If we treat as an absolute truism that ideas can influence the direction of a culture – indeed, of a nation – and that those ideas flow from the centers of education, then the power of reason – in this instance, the logical integration of ideas from a wide spectrum of human endeavors – should be enhanced in the student, in the culture, in the nation.

Ideas can certainly influence the direction of a culture and nation. Witness the influence of bad ideas inculcated in students for a few generations – of collectivism, of nihilism, of environmentalism, of religion, of virtually every brand of anti-reason, anti-mind philosophy – and then observe the state of the country and of the world. These ideas are spread by the colleges and universities. The best institutions are today in a state of criminal decrepitude – the logical dead end of a century of promulgating irrationalism – and the destruction they are wrecking in every field of human action is of an unimaginable magnitude.

Countering this phenomenon is the Ayn Rand Institute’s Objectivist Academic Center, which trains students in an unadulterated philosophy of reason, together with its efforts to place as many of its graduates as possible in the country’s top universities. There is no other such organization or program in existence. And it is such an organization with which Founders College can establish a complementary relationship. It is a perfect educational fit.

Imagine it: A student who graduates from Founders would be far better prepared to grasp and absorb a philosophy of reason than a student who, similarly motivated, had to endure two or three years of agony in a liberal arts school that sought to cripple his mind and which regularly extorted his silence or agreement over irrational ideas and opinions. In the context of an irrational culture, Founders would serve as a kind of advanced crèche for adolescents and adults alike.

There is a mutual benefit to stress here. Instead of Objectivist teachers and scholars having to struggle with students who have been mentally stunted and flayed of any pro-life, pro-reason values, they could begin to have in their classes students ripe for the refinement of reason and imbued with pro-life values, students who value an “integrated whole” in their education, and who would exhibit a far broader and deeper knowledge of the liberal arts – philosophy, politics, law, literature, and so on – than most students could even imagine today.

And, instead of the most able and intellectually ambitious students having to resort to outwitting their extortionate, irrational teachers just to pass a course or obtain a degree, they could encounter teachers and scholars hospitable to their ambition and abilities, and who reciprocated excellence and performance with recognition and academic justice.

Excuse the hubris of an individual who decades ago was repelled by the modern, “traditional” mode of “higher” education, but I see no conflict between the two levels.
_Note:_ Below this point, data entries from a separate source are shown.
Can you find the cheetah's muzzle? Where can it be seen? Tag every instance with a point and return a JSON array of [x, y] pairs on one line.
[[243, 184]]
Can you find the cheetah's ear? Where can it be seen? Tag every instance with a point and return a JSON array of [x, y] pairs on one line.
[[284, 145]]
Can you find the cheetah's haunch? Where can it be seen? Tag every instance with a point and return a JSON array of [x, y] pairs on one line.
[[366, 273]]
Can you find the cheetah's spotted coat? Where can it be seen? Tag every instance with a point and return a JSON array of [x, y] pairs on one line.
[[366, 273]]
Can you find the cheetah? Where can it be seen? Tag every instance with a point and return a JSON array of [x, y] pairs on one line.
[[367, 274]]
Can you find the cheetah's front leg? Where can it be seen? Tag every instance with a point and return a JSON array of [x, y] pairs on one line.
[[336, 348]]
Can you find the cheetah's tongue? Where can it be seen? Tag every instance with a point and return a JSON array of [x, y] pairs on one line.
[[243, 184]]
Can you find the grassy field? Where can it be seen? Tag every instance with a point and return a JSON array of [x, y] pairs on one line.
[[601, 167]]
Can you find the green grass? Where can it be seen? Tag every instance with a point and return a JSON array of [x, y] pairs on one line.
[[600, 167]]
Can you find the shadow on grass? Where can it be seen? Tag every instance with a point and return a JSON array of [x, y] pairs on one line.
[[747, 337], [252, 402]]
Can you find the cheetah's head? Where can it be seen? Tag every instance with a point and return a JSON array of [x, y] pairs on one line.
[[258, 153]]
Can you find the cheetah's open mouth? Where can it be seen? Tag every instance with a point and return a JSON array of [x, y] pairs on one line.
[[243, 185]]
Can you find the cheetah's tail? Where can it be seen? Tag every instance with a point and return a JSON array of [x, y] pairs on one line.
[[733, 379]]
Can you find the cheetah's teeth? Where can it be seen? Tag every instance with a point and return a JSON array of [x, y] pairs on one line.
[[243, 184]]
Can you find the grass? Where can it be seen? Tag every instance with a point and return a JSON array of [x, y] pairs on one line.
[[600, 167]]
If the goal of the OAC is to produce professional intellectuals, what better preparation for that role could there be in today’s educational environment than Founders College? Founders College would be the next step up from such pro-reason, pro-individual, pre-college schools such as the Van Damme Academy and the Leport Schools, whose typical students are so far advanced in every important respect over their traditional or public school counterparts that one is hard put to find a credible measure.
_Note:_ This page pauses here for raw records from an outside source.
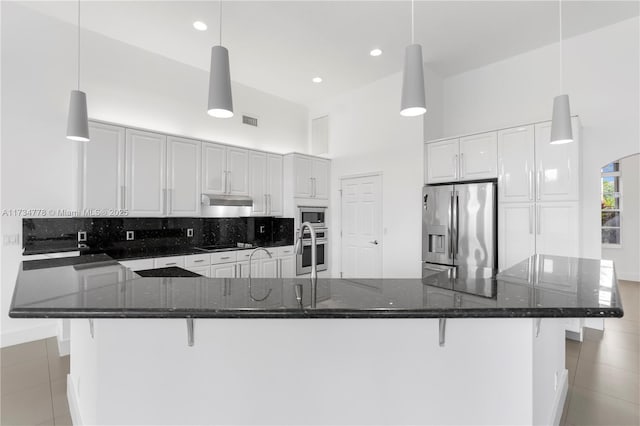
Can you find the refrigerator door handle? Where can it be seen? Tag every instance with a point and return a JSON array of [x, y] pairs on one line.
[[451, 229], [457, 225]]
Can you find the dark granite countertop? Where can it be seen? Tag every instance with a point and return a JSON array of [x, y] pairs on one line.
[[542, 286]]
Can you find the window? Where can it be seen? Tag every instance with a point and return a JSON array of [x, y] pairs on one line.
[[611, 197]]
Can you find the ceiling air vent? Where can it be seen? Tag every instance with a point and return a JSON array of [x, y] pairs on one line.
[[251, 121]]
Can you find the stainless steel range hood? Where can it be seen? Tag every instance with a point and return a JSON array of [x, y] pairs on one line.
[[226, 200]]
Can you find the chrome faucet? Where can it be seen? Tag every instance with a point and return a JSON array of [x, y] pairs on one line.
[[250, 260], [254, 252], [314, 263]]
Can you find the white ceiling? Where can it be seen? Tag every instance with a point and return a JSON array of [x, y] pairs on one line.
[[278, 46]]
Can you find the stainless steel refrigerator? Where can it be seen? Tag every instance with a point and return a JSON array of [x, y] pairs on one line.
[[459, 226]]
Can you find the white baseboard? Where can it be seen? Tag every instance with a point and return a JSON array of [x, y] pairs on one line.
[[41, 331], [74, 406], [558, 403], [64, 346]]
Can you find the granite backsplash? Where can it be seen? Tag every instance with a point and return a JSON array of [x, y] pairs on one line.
[[109, 235]]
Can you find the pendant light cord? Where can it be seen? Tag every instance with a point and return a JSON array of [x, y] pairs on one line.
[[78, 45], [412, 22], [561, 68]]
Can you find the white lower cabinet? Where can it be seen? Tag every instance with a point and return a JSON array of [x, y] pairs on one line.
[[138, 264], [269, 267], [557, 228], [224, 270], [202, 270], [516, 233], [287, 267]]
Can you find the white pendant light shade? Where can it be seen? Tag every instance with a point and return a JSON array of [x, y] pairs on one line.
[[561, 121], [77, 121], [413, 103], [220, 99]]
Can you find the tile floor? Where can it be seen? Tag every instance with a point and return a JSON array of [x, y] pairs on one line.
[[604, 376]]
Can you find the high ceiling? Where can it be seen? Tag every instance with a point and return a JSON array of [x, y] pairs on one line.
[[278, 46]]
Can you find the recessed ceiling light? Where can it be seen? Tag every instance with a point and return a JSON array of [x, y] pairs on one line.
[[200, 26]]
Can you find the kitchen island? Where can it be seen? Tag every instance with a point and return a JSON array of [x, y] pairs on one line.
[[459, 347]]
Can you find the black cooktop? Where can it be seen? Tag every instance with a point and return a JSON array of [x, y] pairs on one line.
[[171, 271]]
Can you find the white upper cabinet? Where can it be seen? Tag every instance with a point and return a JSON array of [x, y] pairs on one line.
[[145, 173], [265, 172], [557, 166], [310, 176], [468, 158], [238, 171], [183, 177], [258, 184], [274, 184], [102, 168], [225, 170], [320, 170], [214, 160], [516, 164], [478, 156], [442, 161]]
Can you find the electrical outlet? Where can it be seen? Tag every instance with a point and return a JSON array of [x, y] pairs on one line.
[[11, 239]]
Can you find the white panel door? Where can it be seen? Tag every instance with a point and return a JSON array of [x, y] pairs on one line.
[[269, 268], [557, 166], [479, 156], [183, 176], [442, 161], [516, 233], [287, 267], [516, 164], [238, 171], [102, 168], [361, 208], [320, 179], [274, 185], [557, 228], [225, 270], [214, 168], [258, 182], [302, 175], [145, 173]]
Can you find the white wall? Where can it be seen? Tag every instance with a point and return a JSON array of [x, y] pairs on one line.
[[125, 85], [626, 257], [602, 73], [368, 134]]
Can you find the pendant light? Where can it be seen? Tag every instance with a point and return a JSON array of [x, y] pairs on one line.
[[78, 120], [561, 119], [220, 99], [412, 103]]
What I find incredible is that anyone who values reason and the mind would express opposition to the idea of Founders College. Such a person must be blind to the overall, revolutionary strategy conceived by Founders’ principals.

Founders College is the missing piece of the vast puzzle of turning a culture and a nation back to life-saving, life-enhancing reason. If I had the funds to spare, I would without hesitation invest in its future.